Q: How does diving so deeply into the issues of the day, the pathologies of our society and our community, affect you as a person outside of your writing?

PC: I think that looking closely at our community and thinking deeply about what I see there is part of my work. As a writer, I have the responsibility to try to understand why human beings do the things they do, and create characters that allow me to explore the wide variety of those behaviors. I don’t set out to write about issues. I set out to write about people, characters who are situated in real times and places. Because problems and challenges exist, my characters run up against them, too. At the same time, they are trying to figure out their personal relationships and their love lives. I am very concerned about the degree of violence and intolerance in our world. I hope that my writing is part of the movement of people to reclaim their countries and communities and remake them as places of safety and peace. I’d like West End to be so peaceful that they don’t need Blue Hamilton anymore so he can just relax and raise his child and love his wife, but we aren’t there yet.

Q: What, if any, bullets of insight or awareness are you hoping to lodge in the consciousness of your readers with Baby Brother’s Blues?

PC: I hope that people will find these characters interesting enough to spend a couple hundred pages with them. I hope that, as they follow the journey of General and Blue and Zora and Baby Brother and Brandi and Abbie and Peachy and the rest of these folks, they will see themselves reflected in some of the challenges and some of the choices. I hope this book tells a good story that draws you in and won’t let you go until it’s done!

Q: When did you know that you were a writer, someone who would write for a living and be published? When did you feel that you had arrived?

PC: I have always known I was a writer. I started telling stories to my big sister when I was just two years old! When she learned to read and taught me at age four, I started writing my stories down in little notebooks, and I’ve been doing it ever since! I never thought about whether or not I could write for a living. I started publishing very early, while I was still in high school, but I usually got a few dollars and a few copies of the magazines in payment. I always thought I would have to do other things to pay the rent! It has been such a blessing to me to be able to write full-time and make a living at it. As for feeling like I had arrived, I think the wonderful thing about writing is that you can keep doing it, and working to get better at it, until you’re too old to hold the pen and see the pages! I’m not trying to arrive anywhere. I’m trying to work hard and be a better writer with each and every book. I love the process of writing and I hope to continue to do it for the rest of my life.

Q: What advice do you most commonly give people who tell you they want to write novels?
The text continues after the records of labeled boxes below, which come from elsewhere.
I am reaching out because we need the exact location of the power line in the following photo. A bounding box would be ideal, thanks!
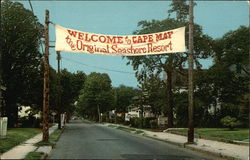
[29,0,44,53]
[61,56,134,74]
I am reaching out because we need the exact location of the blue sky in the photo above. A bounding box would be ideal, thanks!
[18,1,249,87]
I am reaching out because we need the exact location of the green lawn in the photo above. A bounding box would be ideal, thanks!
[169,128,249,141]
[35,129,63,146]
[0,128,41,153]
[24,152,44,159]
PC: I tell people they should keep journals to help them get into the habit of writing for at least half an hour a day. A journal helps you begin to look more closely at the world around you and how you feel about what you see. Developing a point of view and voice are crucial to the writer’s art, so a journal is a good place to start. I urge them to write each and every day and to think of learning to write the same way they would think of learning to play the trumpet . . . you have to practice if you want to get good at it! I also encourage people to think about developing their craft before they start trying to figure out how to make money. If you write well and work to write better, I believe you will find an audience. But writing isn’t a field to go into to be a millionaire–most writers never make enough to pay the light bill!

Q: What is it about the process of writing that sustains you? Challenges you? Fulfills you? Makes you crazy?
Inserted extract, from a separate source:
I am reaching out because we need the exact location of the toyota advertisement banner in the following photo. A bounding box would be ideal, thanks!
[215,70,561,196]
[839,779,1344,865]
PC: Writing is the way I answer my own questions about the world. When I look around and see that my community isn’t safe, I ask myself: Why isn’t it safe and what would it take to make it safer? When I start trying to figure out what it means to be in love, I create characters who are trying to figure it out, too; that allows me to discover the answers along with the characters and the reader. The most challenging thing, I think, is to figure out what story you are trying to tell. At the early stages, all things are possible and it is the writer’s job to focus in on the one story that you can’t stand not to share. When I find the thread of the story I’m looking for, I am always grateful and very excited. I think there’s always a moment when you feel like you’re crazy for even trying to write this story. You hate the pages you’ve got, you have no idea where you should go next, and you don’t even like your characters anymore! At that point, you should get up, turn off your computer, leave your office, and go outside for a while. Sit on the front steps, wave at your neighbors, drink a glass of wine with your beloved, play with your grandchildren–anything to remind you that the world that’s making you crazy is all in your head. It’s only make-believe. Real life is something else altogether and writing, even wonderful writing, is only a pale reflection. So when you feel crazy, just remember, “It’s only a novel . . . it’s only a novel . . . it’s only a novel.”

Q: What would your readers be most surprised to learn about you?

PC: I think most readers would be surprised to learn that I can cook a great Thanksgiving dinner, complete with turkey, homemade dressing, mac and cheese, collard greens, and all the trimmings!